Kavalier im Parkhaus

13. April 2012 um 09:30

daumen

Ich war ja schon immer der Ansicht, dass Frauen nur nach einem mindestens vierwöchigen Lehrgang mit theoretischer und praktischer Prüfung ein Parkhaus befahren und nutzen dürfen. Denn viele dieser anderen Menschen lassen sich von den netten Schildern mit der Aufschrift “Frauenparkplätze” blenden. Natürlich ist da auch genügend Platz zum Rangieren und manche von ihnen sollen es sogar schaffen, dort rückwärts einzuparken. Hab ich gehört…

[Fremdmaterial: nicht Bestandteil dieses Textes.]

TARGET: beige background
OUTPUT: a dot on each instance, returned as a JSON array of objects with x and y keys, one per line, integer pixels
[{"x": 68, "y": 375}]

Anders sieht es natürlich in der rauhen Welt von uns Kronen der Schöpfung aus. Wir müssen uns mit engen Parkplätzen, weiteren Entfernungen zu Treppenhaus oder Fahrstuhl und oft sehr gewagten Parkhaus-Einfahrten herumschlagen. Und nicht alle von uns meistern diese täglichen Gefahren ohne Schleifspuren an der Karosse. Aber der weitaus grösste Teil von uns Männern kommt nicht nur unfallfrei hinein, sondern auch ebenso unfallfrei wieder hinaus.

Nun ja, was will man auch von einem Weibchen verlangen, das im Höchstfall ein Dutzend mal im Jahr das Fahrzeug des Angetrauten oder auch Angefreundeten bewegen darf und auf diesen Fahrten dann auch noch das Pech hat in ein Parkhaus zu müssen, in dem keine Frauenparkplätze ausgezeichnet sind. Und nur 50 Fahrstunden bei der Führerscheinprüfung müssen nicht zwangsläufig auch bedeuten, dass dort das Einparken auch gelehrt wurde, was dann in der Praxis auch schon einmal zu einem mittleren Nervenzusammenbruch führen kann. So wie bei der noch recht jungen Röckchenträgerin, der ich gestern begegnete…

Mitten in der Innenstadt einer recht grossen Stadt, hatte sie es zu meinem Erstaunen tatsächlich bis auf das oberste Parkdeck geschafft. Dies allerdings auch nur – wie sie mir dann nachher berichtete – weil weiter unten nichts mehr frei war und hinter ihr wohl ein wildes Hupkonzert veranstaltet wurde, dass sie quasi nötigte die Flucht nach oben anzutreten.

Und wie ich sie da so sah, wie sie zwar mit dem relativ grossen Gefährt aus der Parknische kam, sich dann aber offensichtlich nicht traute, den Weg nach unten einzuschlagen, da konnte ich mir erst ein Grinsen nicht verkneifen. Dann sah sie mich und winkte mich zu sich. “Das ist das Auto von meinem Freund und wenn ich die ganzen Schrammen da an der Abfahrt sehe, dann klebe ich da gleich sicher auch dran. Könnten sie den Wagen nicht für mich hinunter fahren?” Naja, da ist Mann dann natürlich Kavalier, auch wenn Mercedes nicht gerade zu meiner bevorzugten Automarke zählt… :cool:

Ich nickte kurz, sie stieg aus, erzählte mir während sie Richtung Beifahrertür stakselte die Story aus dem vorletzten Absatz, sie stieg ein, ich stieg ein, rückte mir den Fahrersitz in eine gemütliche Position, startete den Motor und dann ging es los. Ganze 9 Parkdecks tiefer lag die Ausfahrt und ich muss gestehen, dass ich absichtlich etwas mehr auf das rechte Pedal getreten habe. Denn schon bei der Abfahrt von Parkdeck 9 zu Parkdeck 8 quietschte sie derart auf, dass sie sich fortan schon am Sitz festklammerte, wie ich aus dem Augenwinkel sehen konnte.

Auf Parkdeck 4 quietschte sie urplötzlich wieder, worüber ich fast erschrak und das Pedal noch etwas fester durchtrat. Das fiese Geräusch dass ein Reifen in einer Kurve produzieren kann, liess mich dann kurz das Bremspedal ertasten. Aber nur kurz, dann gings weiter… Als wir nach geschätzten 55 Sekunden vor der Schranke standen blickte ich nach rechts und sagte: “Den Parkschein, bitte.” Sie hielt mir etwas hin, was wohl vor kurzem noch ein Parkschein gewesen sein musste.

Allerdings hatte sie das Ticket in den 55 Sekunden so bearbeitet dass ich Mühe hatte, es in den dafür vorgesehenen Schlitz zu bugsieren. Doch nach kurzer Zeit war auch diese Schranke Hürde gemeistert, ich fuhr die Kutsche um die Ecke, hielt an, stieg aus, sie wackelte in meine Richtung, bedankte sich und murmelte etwas dass sich anhörte wie “Mir ist kotzschlecht” (Ich kann mich aber auch verhört haben…), stieg ein und tuckerte los.